Publication: ASCO 2026, Abstract #561

Authors: Steve Isakoff

Title: Association of the 70-gene assay and homologous recombination deficiency in patients with High Risk 2 breast cancers

Abstract

Background: Homologous recombination deficiency (HRD) is a biomarker for impaired DNA repair proficiency and genomic instability, associated with sensitivity to DNA-damaging agents. MammaPrint (MP), a 70-gene assay, stratifies early breast cancer (EBC) by UltraLow, Low, High Risk 1 (H1) or High Risk 2 (H2) of recurrence. Compared to patients (pts) with H1 tumors, pts with H2 tumors derive greater benefit from anthracycline-based chemotherapy. Here we analyze HRD signatures to assess whether MP gene expression profiling may detect pathway activity in H2 tumors indicating DNA repair deficiency.

Methods: We analyzed tumors from pts enrolled in the FLEX study who consented to full transcriptome and clinical data collection, with available MP and BluePrint (BP; Luminal or Basal) results (N=1298). HRD status assessed using a 228-gene signature was further refined into a 26-gene panel (Jacobson et al., 2023). The R-package Limma was used to preprocess gene expression data. For each gene, the median expression value of probes mapping to the gene was calculated. Differences in HRD scores were compared across MP and BP groups using a t-test.

Results:

Pts with HR+HER2- EBC HRD scores differed significantly by both MP and BP. Using the 228-gene HRD signature, H2 tumors were associated with higher HRD compared with H1 cancers (p<0.001). Luminal H2 tumors were also associated with higher HRD scores than Luminal H1 tumors (p<0.001). Basal tumors were associated with higher HRD compared with Luminal tumors within both H1 and H2 (Luminal H1 vs Basal H1 and Luminal H2 vs Basal H2; both p<0.001), and Basal H2 tumors had higher HRD scores than Basal H1 tumors (p<0.001).

Similar patterns were observed within the 26-gene HRD panel. H2 tumors were associated with higher scores than MP H1 tumors (p<0.001), and Luminal H2 tumors were associated with higher scores than Luminal H1 tumors (p<0.001).
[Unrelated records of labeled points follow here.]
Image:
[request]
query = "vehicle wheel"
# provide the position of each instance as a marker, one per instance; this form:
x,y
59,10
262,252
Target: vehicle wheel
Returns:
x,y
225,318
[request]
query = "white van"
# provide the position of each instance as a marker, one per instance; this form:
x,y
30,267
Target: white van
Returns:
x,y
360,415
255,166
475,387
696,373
Basal tumors were associated with higher HRD than Luminal tumors within both MP risk groups (Luminal H1 vs Basal H1, p=0.002; Luminal H2 vs Basal H2, p<0.001). Basal H2 tumors demonstrated numerically higher scores than Basal H1 tumors using the 26-gene panel, but did not reach statistical significance (p=0.062).
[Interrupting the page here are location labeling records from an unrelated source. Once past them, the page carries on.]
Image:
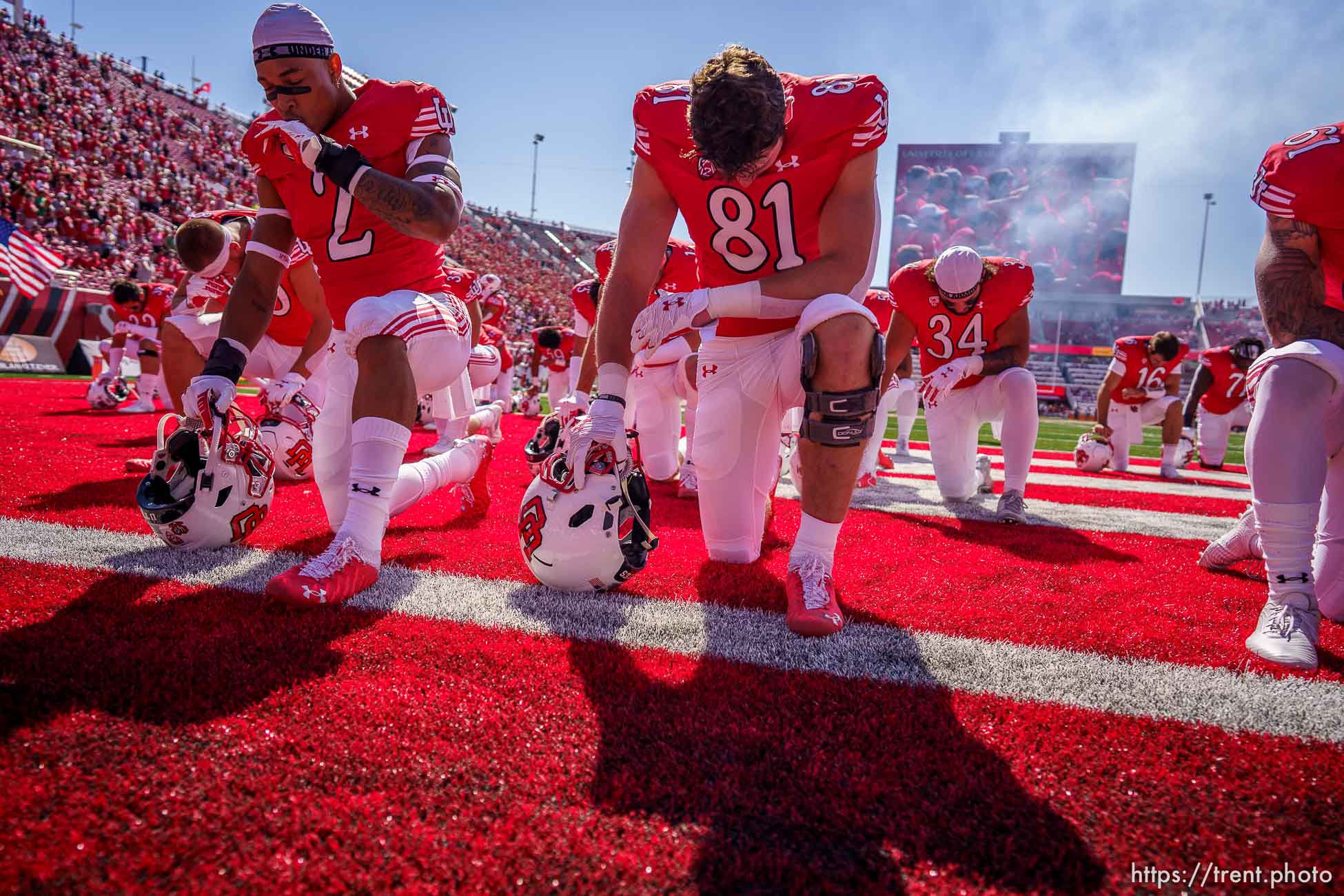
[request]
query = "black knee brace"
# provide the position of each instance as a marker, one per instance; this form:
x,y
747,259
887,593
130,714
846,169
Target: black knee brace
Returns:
x,y
846,417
Conclusions: In this real-world analysis, MP and BP identified differences in underlying HRD biology, with H2 tumors enriched for HRD and Luminal H1 tumors demonstrating relative homologous recombination proficiency.  These findings may provide a biological rationale for the anthracycline chemotherapy and immunotherapy benefit observed in pts with H2 tumors and further evidence for MP as a tool for refined therapy selection. Additional research is warranted to examine MP as a biomarker for HRD-sensitive therapies such as PARP inhibitors and carboplatin. These results further highlight biological diversity within genomically high risk tumors, uniquely detected by MP and BP.